With the home ownership dream just out of reach for some, more Australians are choosing to rent rather than buy.

According to the finder.com.au Home Loan Insights Survey, 32% of the respondents choose to rent, which is a significant jump from last year’s survey, which was 10%. The survey also found that 14% said it was easier living with parents, which has also risen from 10%.

Despite the RBA cash rate being on hold since August 2013, the property market has not seen a great increase in first home buyer activity. According to Michelle Hutchison of finder.com.au, “first home buyers are not in a hurry to get into the property market as few plan to save a smaller deposit to get onto the property ladder sooner”.

In 2013, 62% of first home buyers were going to save a smaller deposit in order to get into the property market sooner, but this has reduced to 41% this year. According to this survey, 38% of prospective home buyers find it difficult to save a sufficient deposit. This has been one of the biggest concerns for first home buyers for a number of years. 

According to the Genworth Home Grown (Edition 5), prospective home buyers who believe that now is a good time to buy has steadily dropped since 2012. In September 2012, 57% of prospective first home buyers believed it was a good time to buy, this dropped to 49% in September 2013 and then to 37% in September 2014. This is a indication that it may becoming less attractive for first home buyers to buy in the current market. 

Another indicator is that first home buyer finance has also continuously dropped since 2009. According to the Genworth Home Grown (Edition 5), the percentage of first home buyers as a proportion of all properties financed was 31.4% in May 2009. This has dropped to just 11.8% in August 2014. 

So how can first home buyers become more pro-active and confident in order to boost numbers in the property and mortgage market? 

Prepare your finances: Before you can purchase a property, you will need to have your finances prepared and the sooner you can do this, the better. Obtaining a home loan pre-approval early will give you a limit to how much you can spend.  Also, as you have already completed the groundwork for the home loan application, you can confidently bid at a property auction or make an offer for a private sale. To get a pre approval you will need to complete an application and supply your documents. But don't think you have to wait in the queue to apply - it can all be done online from your lounge room. Once pre approved you will be ready to start looking.

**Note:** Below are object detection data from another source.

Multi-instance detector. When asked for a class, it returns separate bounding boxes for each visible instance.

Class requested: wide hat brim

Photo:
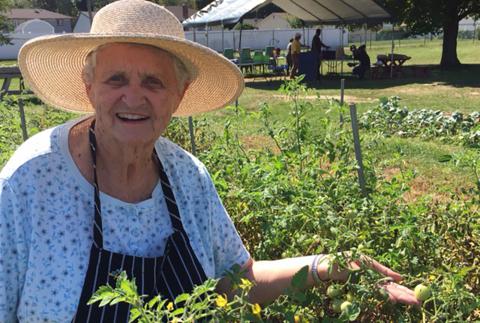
[18,33,244,116]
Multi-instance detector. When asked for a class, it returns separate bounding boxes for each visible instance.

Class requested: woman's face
[86,43,186,145]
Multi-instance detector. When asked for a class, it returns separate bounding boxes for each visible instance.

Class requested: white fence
[185,28,348,52]
[0,19,55,59]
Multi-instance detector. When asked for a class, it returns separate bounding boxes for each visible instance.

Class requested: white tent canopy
[183,0,390,28]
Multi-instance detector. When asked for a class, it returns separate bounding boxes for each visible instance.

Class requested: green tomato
[332,298,344,313]
[414,284,432,302]
[327,285,343,298]
[340,301,353,312]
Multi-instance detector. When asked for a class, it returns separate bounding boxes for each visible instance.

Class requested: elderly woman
[0,0,417,323]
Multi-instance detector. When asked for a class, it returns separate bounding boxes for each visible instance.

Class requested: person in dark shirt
[311,29,329,80]
[350,45,370,79]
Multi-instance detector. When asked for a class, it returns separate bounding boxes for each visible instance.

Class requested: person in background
[287,38,293,73]
[350,45,370,80]
[311,28,330,81]
[290,33,302,79]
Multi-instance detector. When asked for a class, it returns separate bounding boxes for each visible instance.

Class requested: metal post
[473,20,477,44]
[18,98,28,141]
[390,23,395,78]
[340,79,345,126]
[188,28,197,155]
[370,30,372,50]
[87,0,93,29]
[340,26,345,76]
[205,24,208,47]
[188,117,197,156]
[238,18,243,52]
[232,29,237,51]
[350,103,368,197]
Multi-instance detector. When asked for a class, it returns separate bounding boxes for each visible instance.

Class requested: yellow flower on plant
[239,278,252,289]
[215,295,228,307]
[252,303,262,316]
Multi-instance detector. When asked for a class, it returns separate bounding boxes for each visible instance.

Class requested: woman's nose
[122,85,147,108]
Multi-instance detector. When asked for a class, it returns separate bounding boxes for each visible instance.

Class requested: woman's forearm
[219,256,348,304]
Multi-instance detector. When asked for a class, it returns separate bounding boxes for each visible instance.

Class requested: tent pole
[363,24,367,47]
[205,24,208,47]
[390,23,395,78]
[222,19,225,52]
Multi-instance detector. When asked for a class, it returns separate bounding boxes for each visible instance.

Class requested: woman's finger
[356,256,403,282]
[382,283,422,306]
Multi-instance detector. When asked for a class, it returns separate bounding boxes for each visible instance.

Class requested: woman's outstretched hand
[318,255,421,306]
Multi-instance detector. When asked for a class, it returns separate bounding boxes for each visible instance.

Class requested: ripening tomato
[327,284,343,298]
[414,284,432,302]
[332,298,343,313]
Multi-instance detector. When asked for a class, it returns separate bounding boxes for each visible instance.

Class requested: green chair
[223,48,235,59]
[265,46,275,57]
[253,50,265,64]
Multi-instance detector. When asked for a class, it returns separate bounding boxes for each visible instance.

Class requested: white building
[0,19,55,59]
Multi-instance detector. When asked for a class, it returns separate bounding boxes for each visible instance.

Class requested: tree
[381,0,480,69]
[0,0,12,45]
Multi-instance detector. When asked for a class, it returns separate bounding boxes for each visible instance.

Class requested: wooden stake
[350,103,368,197]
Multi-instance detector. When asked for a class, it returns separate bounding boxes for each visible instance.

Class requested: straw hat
[18,0,244,116]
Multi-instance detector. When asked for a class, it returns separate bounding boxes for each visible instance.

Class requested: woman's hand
[318,255,421,306]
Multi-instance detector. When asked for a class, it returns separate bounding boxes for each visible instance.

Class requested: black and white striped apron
[73,121,207,323]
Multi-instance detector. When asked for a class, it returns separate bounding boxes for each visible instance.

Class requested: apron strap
[88,119,103,249]
[153,155,185,232]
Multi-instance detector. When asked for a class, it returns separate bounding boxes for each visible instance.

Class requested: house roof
[5,9,72,19]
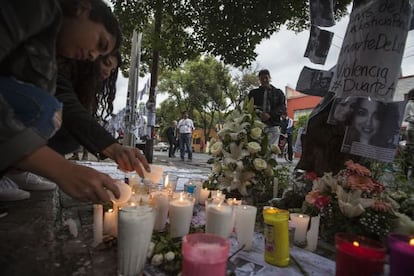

Understanding how much you can borrow is quick and easy and can be completed on the go. To get instant feedback on how much you can borrow, try the State Custodians Instant Online Pre Approval. It only takes a few minutes and gives you an instant result and an email confirmation of all the details. Best of all you can experiment with different purchase prices and loan amounts to see which one works best for you.

Review your debt: Credit cards, personal loans, HECS debt and other ongoing financial commitments could affect your borrowing power. So, although you need to save for a deposit, it is also important to keep your debt under control. A large number of credit cards and personal loans can increase the number of enquiries on your credit report and if these outweigh your assets it looks out of balance for lenders and they will look at your application with caution. It is also important to note that when assessing your home loan application, a lender will use your credit card limit, not the amount you owe. So, even if you have $0 owing on the card, they will still include the limit. Therefore, if you have a credit card or large limit that you do not use, it may be beneficial to cancel or reduce it.

Become an investor: If you are able to live at home and don't mind doing so for longer, why not consider saving for a deposit to purchase an investment property? Living at home could enable you to fast track your savings and you may look to pay less for an investment property than one you want to live in. When you purchase you will have a better idea of what your contribution will be after the rental income. By living at home and having a good positive cash flow, this may be a lot less stressful than if you were paying rent yourself.